La veille, une jeune femme, qui "venait de temps en temps me voir car je suivais ses parents", toque à la porte du cabinet de la Dre Corinne, alors que cette dernière s'entretient avec un couple âgé. "Elle disait : 'c'est urgent, c'est urgent !'" Pensant immédiatement à une infection urinaire, la généraliste fait sortir le couple en leur disant que "ça sera rapide". Mais une fois assise, la jeune femme de 21 ans change de ton. "Elle me lance 'tu vas me marquer [sur l'ordonnance] radio de ci, IRM de ça…'", se souvient la praticienne, choquée. "Je lui ai répondu que je ne comprenais rien, qu'elle devait prendre un rendez-vous pour m'expliquer son problème."
"Ici ce n'est pas une épicerie, c'est un docteur"

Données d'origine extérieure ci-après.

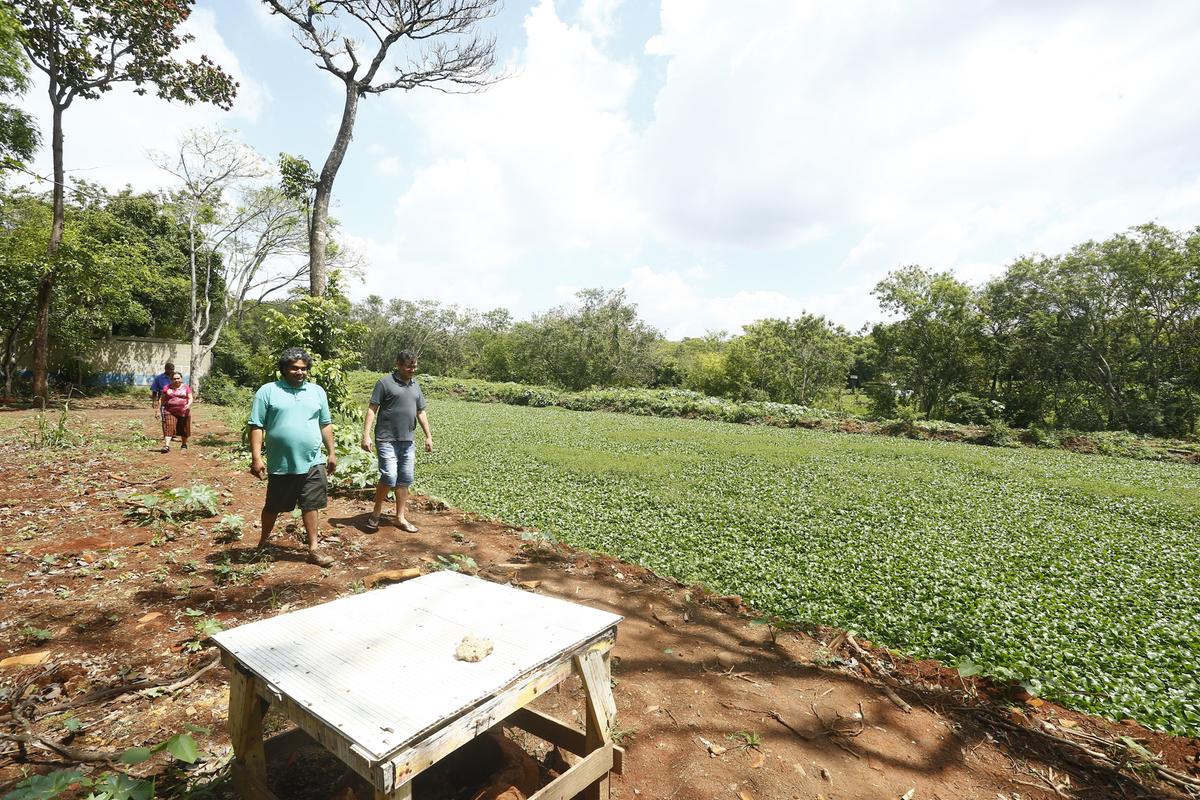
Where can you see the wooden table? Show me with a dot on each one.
(373, 678)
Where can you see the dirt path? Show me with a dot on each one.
(111, 601)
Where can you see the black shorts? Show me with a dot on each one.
(286, 492)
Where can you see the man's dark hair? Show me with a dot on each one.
(294, 354)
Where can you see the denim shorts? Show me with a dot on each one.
(396, 461)
(286, 492)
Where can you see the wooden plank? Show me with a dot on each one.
(330, 739)
(341, 661)
(407, 762)
(258, 789)
(402, 793)
(561, 733)
(600, 711)
(246, 734)
(287, 743)
(431, 750)
(591, 773)
(598, 685)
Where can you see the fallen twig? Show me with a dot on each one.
(144, 687)
(66, 751)
(888, 681)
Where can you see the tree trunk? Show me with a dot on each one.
(317, 276)
(195, 365)
(42, 326)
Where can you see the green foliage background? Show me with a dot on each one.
(1080, 573)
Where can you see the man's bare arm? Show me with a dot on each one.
(369, 426)
(424, 421)
(257, 468)
(327, 435)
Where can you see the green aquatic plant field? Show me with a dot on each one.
(1079, 575)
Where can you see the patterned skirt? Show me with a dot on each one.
(177, 426)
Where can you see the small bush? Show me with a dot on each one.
(221, 390)
(999, 434)
(1043, 437)
(965, 407)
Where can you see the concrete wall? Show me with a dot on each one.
(136, 361)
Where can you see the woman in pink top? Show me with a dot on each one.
(175, 407)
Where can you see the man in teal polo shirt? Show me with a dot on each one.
(293, 417)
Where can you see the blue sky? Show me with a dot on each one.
(721, 162)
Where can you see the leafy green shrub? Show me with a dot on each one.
(904, 425)
(1043, 437)
(174, 505)
(965, 407)
(997, 434)
(57, 434)
(357, 468)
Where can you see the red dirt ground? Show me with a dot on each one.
(108, 601)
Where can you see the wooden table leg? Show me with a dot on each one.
(401, 793)
(601, 710)
(246, 710)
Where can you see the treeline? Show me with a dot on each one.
(1103, 337)
(121, 268)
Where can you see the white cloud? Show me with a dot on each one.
(679, 304)
(599, 17)
(942, 130)
(820, 144)
(539, 164)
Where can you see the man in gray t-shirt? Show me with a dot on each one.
(396, 408)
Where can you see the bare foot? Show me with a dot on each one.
(319, 559)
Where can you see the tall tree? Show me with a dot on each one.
(231, 239)
(791, 360)
(934, 348)
(445, 52)
(18, 133)
(85, 48)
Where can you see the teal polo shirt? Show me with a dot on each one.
(292, 417)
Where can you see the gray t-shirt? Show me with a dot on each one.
(399, 405)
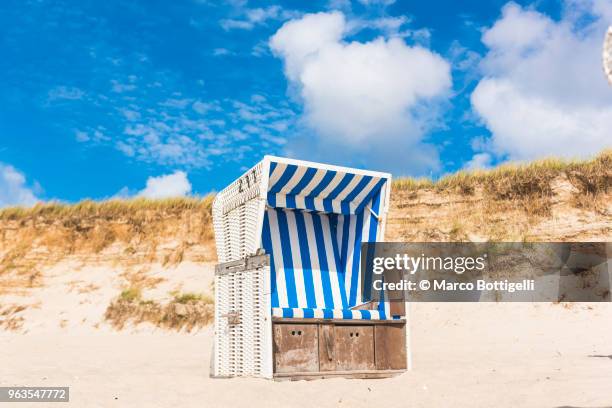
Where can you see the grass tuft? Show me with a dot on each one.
(512, 181)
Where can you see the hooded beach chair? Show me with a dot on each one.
(288, 289)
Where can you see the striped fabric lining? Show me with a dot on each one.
(309, 188)
(315, 258)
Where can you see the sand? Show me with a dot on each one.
(465, 355)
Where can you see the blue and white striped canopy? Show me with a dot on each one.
(316, 219)
(331, 190)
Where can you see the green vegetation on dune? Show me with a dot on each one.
(510, 181)
(109, 209)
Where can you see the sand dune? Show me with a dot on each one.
(465, 355)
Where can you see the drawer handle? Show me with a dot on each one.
(328, 346)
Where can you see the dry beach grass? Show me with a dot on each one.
(126, 285)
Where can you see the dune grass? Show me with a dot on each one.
(185, 311)
(514, 180)
(108, 209)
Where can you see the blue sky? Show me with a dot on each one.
(121, 98)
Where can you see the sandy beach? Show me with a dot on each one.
(466, 355)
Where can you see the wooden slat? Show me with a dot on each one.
(354, 347)
(336, 321)
(296, 348)
(334, 374)
(390, 343)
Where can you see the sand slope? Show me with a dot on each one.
(465, 355)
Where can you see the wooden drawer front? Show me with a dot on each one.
(296, 348)
(327, 356)
(354, 347)
(390, 347)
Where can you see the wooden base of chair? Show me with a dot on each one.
(322, 348)
(365, 374)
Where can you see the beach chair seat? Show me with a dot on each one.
(289, 287)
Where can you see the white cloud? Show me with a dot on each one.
(169, 185)
(13, 187)
(361, 99)
(253, 17)
(65, 92)
(478, 162)
(376, 2)
(543, 91)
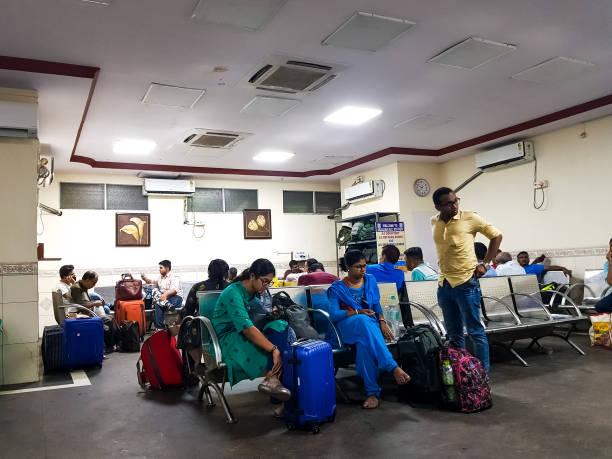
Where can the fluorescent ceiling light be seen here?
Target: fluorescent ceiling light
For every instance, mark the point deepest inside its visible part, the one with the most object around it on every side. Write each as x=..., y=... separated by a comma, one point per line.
x=472, y=53
x=272, y=156
x=352, y=116
x=367, y=31
x=245, y=14
x=133, y=147
x=555, y=69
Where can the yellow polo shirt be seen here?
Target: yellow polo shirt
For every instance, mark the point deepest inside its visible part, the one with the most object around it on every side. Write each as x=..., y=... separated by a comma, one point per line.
x=455, y=244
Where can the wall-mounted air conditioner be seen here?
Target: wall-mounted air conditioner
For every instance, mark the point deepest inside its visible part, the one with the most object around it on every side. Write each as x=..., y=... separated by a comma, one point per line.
x=18, y=119
x=364, y=190
x=167, y=187
x=509, y=155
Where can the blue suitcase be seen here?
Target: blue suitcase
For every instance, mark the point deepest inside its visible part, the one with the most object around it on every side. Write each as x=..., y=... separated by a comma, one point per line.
x=83, y=342
x=308, y=372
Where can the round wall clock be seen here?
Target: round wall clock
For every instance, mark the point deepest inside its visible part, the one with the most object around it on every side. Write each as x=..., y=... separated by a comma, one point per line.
x=421, y=187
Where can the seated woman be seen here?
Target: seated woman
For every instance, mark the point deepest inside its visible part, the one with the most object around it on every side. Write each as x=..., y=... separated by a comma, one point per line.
x=354, y=306
x=247, y=352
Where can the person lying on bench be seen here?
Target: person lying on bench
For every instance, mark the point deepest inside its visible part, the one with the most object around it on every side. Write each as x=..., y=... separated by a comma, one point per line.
x=79, y=292
x=166, y=294
x=354, y=306
x=247, y=352
x=536, y=268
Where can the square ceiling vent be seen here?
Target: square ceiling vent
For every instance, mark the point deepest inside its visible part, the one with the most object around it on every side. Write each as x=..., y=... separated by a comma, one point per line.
x=269, y=106
x=244, y=14
x=367, y=31
x=205, y=138
x=172, y=96
x=555, y=69
x=472, y=53
x=423, y=122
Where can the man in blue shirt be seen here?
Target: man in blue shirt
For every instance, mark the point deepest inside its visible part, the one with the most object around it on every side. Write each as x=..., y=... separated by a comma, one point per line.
x=385, y=271
x=537, y=269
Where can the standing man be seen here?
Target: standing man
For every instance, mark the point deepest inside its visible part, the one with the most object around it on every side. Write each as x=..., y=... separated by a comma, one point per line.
x=168, y=292
x=458, y=292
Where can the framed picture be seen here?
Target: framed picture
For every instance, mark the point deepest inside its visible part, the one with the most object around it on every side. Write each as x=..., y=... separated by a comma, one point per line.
x=257, y=223
x=132, y=230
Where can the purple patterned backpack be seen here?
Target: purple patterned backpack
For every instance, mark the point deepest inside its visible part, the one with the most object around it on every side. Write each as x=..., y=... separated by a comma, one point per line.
x=471, y=386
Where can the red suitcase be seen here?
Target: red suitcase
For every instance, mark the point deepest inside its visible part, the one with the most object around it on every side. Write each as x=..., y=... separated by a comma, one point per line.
x=160, y=364
x=131, y=310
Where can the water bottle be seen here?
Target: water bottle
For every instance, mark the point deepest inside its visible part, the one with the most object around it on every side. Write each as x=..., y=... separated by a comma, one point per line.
x=448, y=380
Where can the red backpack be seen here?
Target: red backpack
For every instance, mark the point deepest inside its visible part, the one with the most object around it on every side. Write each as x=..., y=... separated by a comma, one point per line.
x=160, y=364
x=471, y=385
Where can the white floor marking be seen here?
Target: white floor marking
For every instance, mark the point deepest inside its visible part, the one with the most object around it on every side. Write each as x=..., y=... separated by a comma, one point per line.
x=79, y=378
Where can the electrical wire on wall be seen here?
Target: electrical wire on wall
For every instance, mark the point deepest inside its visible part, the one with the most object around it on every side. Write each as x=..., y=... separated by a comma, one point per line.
x=535, y=189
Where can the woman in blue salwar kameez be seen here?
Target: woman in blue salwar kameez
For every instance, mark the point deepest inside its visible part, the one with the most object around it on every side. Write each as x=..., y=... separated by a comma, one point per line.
x=354, y=306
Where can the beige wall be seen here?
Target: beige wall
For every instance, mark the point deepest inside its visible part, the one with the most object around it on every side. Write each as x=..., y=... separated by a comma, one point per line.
x=18, y=267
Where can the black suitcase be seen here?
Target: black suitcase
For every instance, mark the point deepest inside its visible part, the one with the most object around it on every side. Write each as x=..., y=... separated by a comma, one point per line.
x=418, y=354
x=52, y=348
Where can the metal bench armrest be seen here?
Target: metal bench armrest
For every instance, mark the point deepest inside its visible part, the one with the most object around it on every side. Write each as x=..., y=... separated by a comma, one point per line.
x=331, y=324
x=506, y=305
x=213, y=337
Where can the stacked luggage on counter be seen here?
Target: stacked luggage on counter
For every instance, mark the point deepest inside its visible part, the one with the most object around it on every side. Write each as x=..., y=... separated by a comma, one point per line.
x=81, y=342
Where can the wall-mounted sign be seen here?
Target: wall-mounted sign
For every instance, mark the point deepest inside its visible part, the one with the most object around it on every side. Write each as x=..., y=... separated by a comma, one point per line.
x=390, y=233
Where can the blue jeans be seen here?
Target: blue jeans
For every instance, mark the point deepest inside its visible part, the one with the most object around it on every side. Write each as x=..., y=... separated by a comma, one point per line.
x=605, y=304
x=160, y=312
x=461, y=307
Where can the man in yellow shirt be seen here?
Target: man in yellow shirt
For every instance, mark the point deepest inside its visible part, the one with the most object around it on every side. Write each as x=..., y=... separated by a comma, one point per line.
x=458, y=292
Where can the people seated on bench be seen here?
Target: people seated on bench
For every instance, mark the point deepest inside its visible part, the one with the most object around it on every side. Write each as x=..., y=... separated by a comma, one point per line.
x=481, y=252
x=67, y=278
x=166, y=294
x=316, y=276
x=535, y=268
x=385, y=272
x=458, y=291
x=233, y=272
x=506, y=266
x=294, y=268
x=420, y=269
x=354, y=306
x=246, y=351
x=79, y=292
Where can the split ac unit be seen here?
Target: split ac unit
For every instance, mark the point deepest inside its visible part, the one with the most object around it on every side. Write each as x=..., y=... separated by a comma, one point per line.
x=506, y=156
x=18, y=119
x=365, y=190
x=167, y=187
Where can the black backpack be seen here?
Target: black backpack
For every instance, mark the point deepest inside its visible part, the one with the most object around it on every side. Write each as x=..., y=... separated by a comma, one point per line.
x=418, y=350
x=283, y=308
x=130, y=336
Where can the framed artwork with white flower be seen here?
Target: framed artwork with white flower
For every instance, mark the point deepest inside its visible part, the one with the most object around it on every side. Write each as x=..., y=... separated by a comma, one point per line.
x=132, y=230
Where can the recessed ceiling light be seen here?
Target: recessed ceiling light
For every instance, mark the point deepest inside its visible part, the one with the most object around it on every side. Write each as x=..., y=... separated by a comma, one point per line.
x=352, y=116
x=472, y=53
x=245, y=14
x=269, y=106
x=133, y=147
x=555, y=69
x=367, y=31
x=273, y=156
x=172, y=96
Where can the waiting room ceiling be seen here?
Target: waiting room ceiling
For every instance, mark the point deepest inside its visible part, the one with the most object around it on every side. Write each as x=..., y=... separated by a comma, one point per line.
x=427, y=108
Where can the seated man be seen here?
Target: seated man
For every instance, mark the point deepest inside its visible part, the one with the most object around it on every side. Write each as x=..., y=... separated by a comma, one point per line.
x=67, y=278
x=506, y=266
x=294, y=268
x=166, y=294
x=316, y=276
x=536, y=268
x=79, y=292
x=420, y=269
x=385, y=271
x=481, y=252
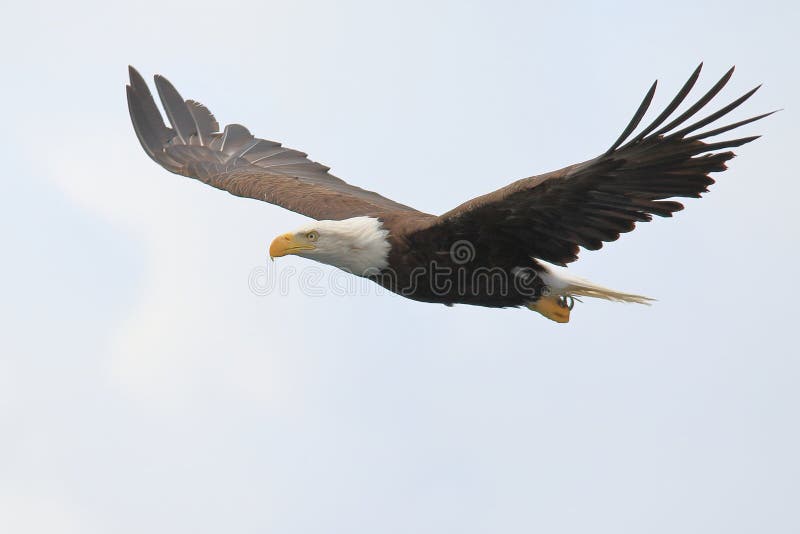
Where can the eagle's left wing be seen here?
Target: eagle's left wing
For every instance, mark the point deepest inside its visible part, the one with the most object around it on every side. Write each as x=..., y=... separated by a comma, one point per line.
x=243, y=165
x=550, y=216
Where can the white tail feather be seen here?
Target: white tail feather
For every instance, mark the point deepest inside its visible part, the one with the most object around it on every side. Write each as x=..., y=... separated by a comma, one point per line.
x=564, y=283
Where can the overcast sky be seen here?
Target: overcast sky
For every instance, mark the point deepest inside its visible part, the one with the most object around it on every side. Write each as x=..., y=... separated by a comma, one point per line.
x=147, y=386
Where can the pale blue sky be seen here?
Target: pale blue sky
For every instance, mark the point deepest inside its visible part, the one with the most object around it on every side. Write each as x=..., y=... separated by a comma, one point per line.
x=145, y=388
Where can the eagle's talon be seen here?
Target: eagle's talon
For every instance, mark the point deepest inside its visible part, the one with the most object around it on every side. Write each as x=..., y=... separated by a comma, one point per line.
x=566, y=302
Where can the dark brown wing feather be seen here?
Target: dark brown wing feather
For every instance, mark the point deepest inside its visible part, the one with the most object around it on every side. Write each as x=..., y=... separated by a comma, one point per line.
x=552, y=215
x=239, y=163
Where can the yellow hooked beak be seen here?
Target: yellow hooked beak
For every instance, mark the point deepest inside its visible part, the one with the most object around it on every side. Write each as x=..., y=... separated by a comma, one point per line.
x=287, y=244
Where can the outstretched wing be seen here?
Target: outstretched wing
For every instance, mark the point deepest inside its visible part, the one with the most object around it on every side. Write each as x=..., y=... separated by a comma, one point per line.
x=239, y=163
x=550, y=216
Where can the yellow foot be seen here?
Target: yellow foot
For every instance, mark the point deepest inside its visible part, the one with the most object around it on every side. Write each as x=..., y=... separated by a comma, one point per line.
x=554, y=308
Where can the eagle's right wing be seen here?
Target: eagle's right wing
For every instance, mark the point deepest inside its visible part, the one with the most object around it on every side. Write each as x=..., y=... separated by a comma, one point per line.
x=551, y=215
x=237, y=162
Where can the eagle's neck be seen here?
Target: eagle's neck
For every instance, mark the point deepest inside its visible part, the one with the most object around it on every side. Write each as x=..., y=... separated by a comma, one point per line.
x=359, y=245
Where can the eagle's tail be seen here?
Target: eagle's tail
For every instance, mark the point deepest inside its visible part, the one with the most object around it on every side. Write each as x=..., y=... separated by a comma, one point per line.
x=560, y=282
x=562, y=286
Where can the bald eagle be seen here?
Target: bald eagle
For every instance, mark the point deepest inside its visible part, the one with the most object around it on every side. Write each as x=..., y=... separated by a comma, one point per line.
x=503, y=249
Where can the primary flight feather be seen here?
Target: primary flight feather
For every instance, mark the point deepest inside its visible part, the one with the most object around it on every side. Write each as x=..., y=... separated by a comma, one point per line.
x=501, y=249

L'échange se termine ainsi. "Le lendemain, je recevais un monsieur, souffrant d'une amyotrophie majeure, qui sortait de 50 jours de coma", quand la jeune femme débarque à nouveau. "Elle me dit en me montrant son bras : 'Maintenant tu vas me faire une ordonnance !'" La généraliste se lève : "Ici ce n'est pas une épicerie, c'est un docteur", répond-elle, l'invitant à quitter les lieux. La fille de ses patients "lève la voix et me dit qu'elle veut me mettre un taquet**". Corinne refuse de se laisser démonter : "J'ai du caractère, je lui ai dit : 'fais-le'." La perturbatrice s'en va quelques instants : "Puis elle revient, ouvre la porte par surprise et, alors que je tendais une ordonnance à mon patient, me met un coup de poing. Un vrai. Pas à moitié."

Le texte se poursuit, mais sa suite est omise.